We conclude that the plain language of the ordinance contemplates enforcement only by San Juan County, and does not indicate it can be enforced by a private party. See Lantz v. Santa Fe Extraterritorial Zoning Auth., 2004-NMCA-090, ¶ 7, 136 N.M. 74, 94 P.3d 817 (“[I]n the absence of some contrary indication from the enacting body, courts must look to the plain language of an ordinance and give the words their ordinary meaning.”). Plaintiff does not provide any authority indicating the contrary or any additional analysis necessary for this Court to evaluate the issue further. See Yedidag v. Roswell Clinic Corp., 2013-NMCA-096, ¶ 15, 314 P.3d 243 (enumerating the non-exclusive three factors used in “determining whether a private cause of action can be implied for a statutory violation in the absence of an explicit statutory directive”); Farmers, Inc. v.
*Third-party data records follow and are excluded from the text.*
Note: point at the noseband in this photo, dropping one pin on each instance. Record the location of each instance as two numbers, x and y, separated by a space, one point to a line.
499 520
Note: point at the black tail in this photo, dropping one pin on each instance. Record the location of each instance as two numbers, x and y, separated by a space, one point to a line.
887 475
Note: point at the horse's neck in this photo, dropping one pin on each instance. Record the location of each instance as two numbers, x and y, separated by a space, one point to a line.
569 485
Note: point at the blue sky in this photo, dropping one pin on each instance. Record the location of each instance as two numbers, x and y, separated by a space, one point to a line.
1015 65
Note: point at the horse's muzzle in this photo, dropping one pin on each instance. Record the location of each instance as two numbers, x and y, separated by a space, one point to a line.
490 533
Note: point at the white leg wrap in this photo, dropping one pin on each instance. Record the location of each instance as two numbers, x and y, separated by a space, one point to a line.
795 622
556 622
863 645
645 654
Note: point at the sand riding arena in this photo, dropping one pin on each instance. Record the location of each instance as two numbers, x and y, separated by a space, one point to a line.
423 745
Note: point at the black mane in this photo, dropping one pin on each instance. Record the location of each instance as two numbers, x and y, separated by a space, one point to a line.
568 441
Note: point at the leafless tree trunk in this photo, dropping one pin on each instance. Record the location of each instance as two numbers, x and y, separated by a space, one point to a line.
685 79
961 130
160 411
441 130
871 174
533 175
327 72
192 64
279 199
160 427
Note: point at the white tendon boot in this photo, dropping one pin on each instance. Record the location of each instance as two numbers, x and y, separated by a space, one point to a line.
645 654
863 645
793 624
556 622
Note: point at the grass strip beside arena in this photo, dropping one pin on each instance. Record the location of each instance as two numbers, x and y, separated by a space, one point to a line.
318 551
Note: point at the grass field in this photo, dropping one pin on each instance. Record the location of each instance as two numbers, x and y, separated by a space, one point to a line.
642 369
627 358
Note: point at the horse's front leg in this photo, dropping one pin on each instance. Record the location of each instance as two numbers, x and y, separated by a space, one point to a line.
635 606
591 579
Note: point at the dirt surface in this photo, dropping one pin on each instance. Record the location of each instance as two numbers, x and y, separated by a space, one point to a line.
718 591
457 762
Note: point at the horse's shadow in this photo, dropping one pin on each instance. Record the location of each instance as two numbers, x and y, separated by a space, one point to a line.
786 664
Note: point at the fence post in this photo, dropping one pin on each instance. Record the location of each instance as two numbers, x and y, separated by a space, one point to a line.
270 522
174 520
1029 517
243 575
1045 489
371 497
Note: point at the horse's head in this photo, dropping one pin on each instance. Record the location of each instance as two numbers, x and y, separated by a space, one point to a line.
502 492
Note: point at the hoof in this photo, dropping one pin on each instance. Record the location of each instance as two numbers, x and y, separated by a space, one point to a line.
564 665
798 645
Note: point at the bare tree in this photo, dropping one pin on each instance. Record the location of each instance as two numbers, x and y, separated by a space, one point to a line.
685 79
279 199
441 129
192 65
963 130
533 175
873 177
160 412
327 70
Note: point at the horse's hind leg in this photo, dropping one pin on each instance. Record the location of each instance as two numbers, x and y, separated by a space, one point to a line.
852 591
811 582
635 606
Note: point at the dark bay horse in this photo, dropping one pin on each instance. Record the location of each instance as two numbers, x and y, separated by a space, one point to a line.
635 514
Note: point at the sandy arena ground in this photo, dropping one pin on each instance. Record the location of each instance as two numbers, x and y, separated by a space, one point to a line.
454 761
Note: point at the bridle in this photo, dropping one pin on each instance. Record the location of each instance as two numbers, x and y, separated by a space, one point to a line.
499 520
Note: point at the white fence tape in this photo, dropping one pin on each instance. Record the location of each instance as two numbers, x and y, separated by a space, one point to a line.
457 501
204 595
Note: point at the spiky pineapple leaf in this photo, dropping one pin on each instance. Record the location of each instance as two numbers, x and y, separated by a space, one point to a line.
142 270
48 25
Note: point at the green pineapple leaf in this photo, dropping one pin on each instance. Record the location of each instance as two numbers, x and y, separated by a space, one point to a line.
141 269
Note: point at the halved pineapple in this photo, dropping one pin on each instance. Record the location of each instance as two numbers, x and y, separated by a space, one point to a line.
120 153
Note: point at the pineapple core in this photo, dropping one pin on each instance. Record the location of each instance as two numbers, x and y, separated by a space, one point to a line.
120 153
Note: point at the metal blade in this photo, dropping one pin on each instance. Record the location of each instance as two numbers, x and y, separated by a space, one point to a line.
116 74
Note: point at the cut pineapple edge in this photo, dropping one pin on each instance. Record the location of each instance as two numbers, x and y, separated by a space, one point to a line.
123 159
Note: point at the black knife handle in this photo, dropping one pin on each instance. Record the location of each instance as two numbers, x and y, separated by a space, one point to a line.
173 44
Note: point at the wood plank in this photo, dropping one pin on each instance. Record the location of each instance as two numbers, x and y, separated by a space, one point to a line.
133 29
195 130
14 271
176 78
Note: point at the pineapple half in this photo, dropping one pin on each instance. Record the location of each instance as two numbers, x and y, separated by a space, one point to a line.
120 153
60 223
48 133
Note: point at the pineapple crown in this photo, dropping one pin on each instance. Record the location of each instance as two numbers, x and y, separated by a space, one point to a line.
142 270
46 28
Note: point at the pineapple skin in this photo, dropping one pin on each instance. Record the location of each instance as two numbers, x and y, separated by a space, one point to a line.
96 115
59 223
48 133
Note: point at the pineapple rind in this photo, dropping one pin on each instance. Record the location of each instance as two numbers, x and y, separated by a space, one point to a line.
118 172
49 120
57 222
Dal Mach. & Fabricating, Inc., 1990-NMSC-100, ¶ 8, 111 N.M. 6, 800 P.2d 1063 (“The presumption upon review favors the correctness of the trial court’s actions. [The a]ppellant must affirmatively demonstrate its assertion of error.”).
{5} Lastly, we interpret Plaintiff’s memorandum to be asserting that the district court was biased against him. [MIO 12, 16-17] However, the assertions of bias appear to only be premised on adverse rulings. “Judicial bias must be personal and cannot be based on adverse rulings.” State v. Fernandez, 1994-NMCA-056, ¶ 15, 117 N.M. 673, 875 P.2d 1104. We therefore conclude that Plaintiff has not demonstrated judicial bias.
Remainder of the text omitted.